With California’s mountains buried under a historically deep snowpack and more storms likely, the latest drought outlook from NOAA shows continuing improvement in the state’s surface water drought, Andrew writes.

The big picture: California has long experienced sudden swings between drought and flood, but the relentless assault by about a dozen atmospheric rivers since December is on the extreme end of weather whiplash.

Driving the news: The Drought Monitor currently shows zero coverage of the worst categories of drought, eliminating them for the first time since 2020, NOAA stated Thursday.

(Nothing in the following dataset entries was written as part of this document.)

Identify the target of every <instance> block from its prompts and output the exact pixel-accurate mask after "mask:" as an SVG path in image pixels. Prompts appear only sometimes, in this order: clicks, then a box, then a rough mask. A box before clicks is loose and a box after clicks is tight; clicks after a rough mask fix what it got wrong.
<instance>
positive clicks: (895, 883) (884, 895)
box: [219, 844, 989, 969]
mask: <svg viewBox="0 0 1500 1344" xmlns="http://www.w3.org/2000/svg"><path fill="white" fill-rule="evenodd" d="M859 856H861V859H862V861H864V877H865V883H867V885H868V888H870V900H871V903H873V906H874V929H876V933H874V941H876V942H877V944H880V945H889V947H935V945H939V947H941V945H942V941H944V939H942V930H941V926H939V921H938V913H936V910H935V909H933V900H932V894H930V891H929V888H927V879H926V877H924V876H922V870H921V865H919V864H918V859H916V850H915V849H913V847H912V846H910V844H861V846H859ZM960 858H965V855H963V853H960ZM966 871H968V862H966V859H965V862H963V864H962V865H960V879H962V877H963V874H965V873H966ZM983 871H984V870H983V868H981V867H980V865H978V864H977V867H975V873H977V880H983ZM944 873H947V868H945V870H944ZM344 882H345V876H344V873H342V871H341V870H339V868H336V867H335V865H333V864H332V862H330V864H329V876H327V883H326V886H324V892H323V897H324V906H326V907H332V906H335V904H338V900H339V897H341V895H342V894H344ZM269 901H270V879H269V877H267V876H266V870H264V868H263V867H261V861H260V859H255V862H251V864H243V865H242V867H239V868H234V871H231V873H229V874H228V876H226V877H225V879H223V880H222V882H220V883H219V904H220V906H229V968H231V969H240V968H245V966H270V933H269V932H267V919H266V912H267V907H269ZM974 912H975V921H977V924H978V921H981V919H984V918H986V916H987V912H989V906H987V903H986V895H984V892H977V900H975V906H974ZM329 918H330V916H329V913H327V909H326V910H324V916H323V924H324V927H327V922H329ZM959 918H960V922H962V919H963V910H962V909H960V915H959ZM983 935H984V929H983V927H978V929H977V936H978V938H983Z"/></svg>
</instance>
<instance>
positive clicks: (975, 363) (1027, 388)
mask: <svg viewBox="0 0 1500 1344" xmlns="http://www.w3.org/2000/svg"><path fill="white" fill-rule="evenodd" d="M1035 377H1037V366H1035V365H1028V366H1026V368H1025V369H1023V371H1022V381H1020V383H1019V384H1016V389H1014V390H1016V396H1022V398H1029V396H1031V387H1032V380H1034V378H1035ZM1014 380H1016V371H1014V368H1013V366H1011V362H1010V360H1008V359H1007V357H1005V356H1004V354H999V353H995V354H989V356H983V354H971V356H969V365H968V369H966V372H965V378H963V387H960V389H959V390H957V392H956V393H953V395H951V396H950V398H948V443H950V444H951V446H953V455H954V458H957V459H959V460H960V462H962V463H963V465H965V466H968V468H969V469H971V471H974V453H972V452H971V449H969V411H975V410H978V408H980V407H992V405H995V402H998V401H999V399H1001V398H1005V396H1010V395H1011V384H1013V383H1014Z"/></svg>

  • Statewide, the snowpack stood at 223% of average for March 16, and could break the seasonal record on April 1. This is typically the seasonal peak for the state’s snow cover.
  • When this snowpack melts, it will pose flooding dangers, particularly if mild Pacific storms bring rain to higher elevations, or spring heat waves occur.

The water supply picture in California is drastically improved compared to the past few years. In contrast to this time last year, water levels in Shasta Lake and Lake Oroville are up by about 80%.

Yes, but: The Southwestern megadrought, which began in 2000, has not ended.

  • It will take more wet winters to replenish groundwater supplies depleted by farmers, ranchers and other water users in California, and drought has not fully relented in neighboring states.